February 11, 2011

It isn't going to get an easier, and pension reform is needed now

Eileen Norcross says now is the time to address the fundamental problems that, if left unaddressed, are certain to worsen states` future prospects for fiscal stability and sustainable economic growth

“Avoiding reforms today ensures that states will have to confront even more difficult and unpopular budgetary choices than they have faced during the past recession,” said Norcross.

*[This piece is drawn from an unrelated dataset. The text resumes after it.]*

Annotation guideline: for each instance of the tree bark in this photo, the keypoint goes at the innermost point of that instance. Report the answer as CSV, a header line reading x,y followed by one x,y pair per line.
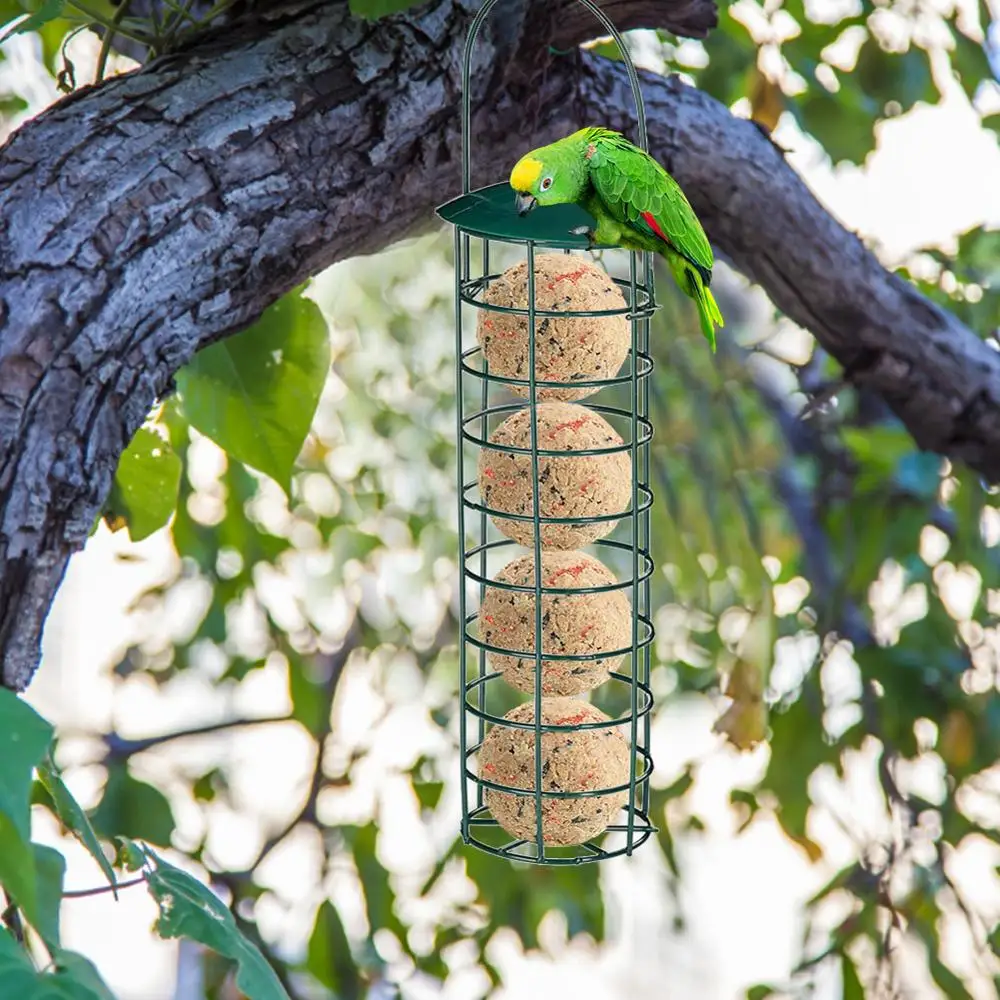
x,y
164,210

State budgets have been in crisis long before the recession began, Norcross explains, noting that state spending grew faster than state own-source revenues in 47 states between 1977 and 2007, with the biggest spending driver being Medicaid. Between 1987 and 2009, Medicaid grew from representing 10 percent of state spending on average to 21 percent.

“While state spending grew faster than state revenues during the period, states mainly showed surpluses,” said Norcross. “The reason is that states, in addition to relying on own-source revenues, also fund expenditures with federal funds and state debt.

Additionally, some states have made a habit of deferring in part or in full their contribution to pension plans, by not funding health care benefits, and by issuing bonds to make pension payments, which is why Norcross says that states must make their accounting transparent and accurate.

“State and local governments must accurately account for what is owed and model future cash flows to determine what will be need to be set aside annually to pay beneficiaries,” said Norcross.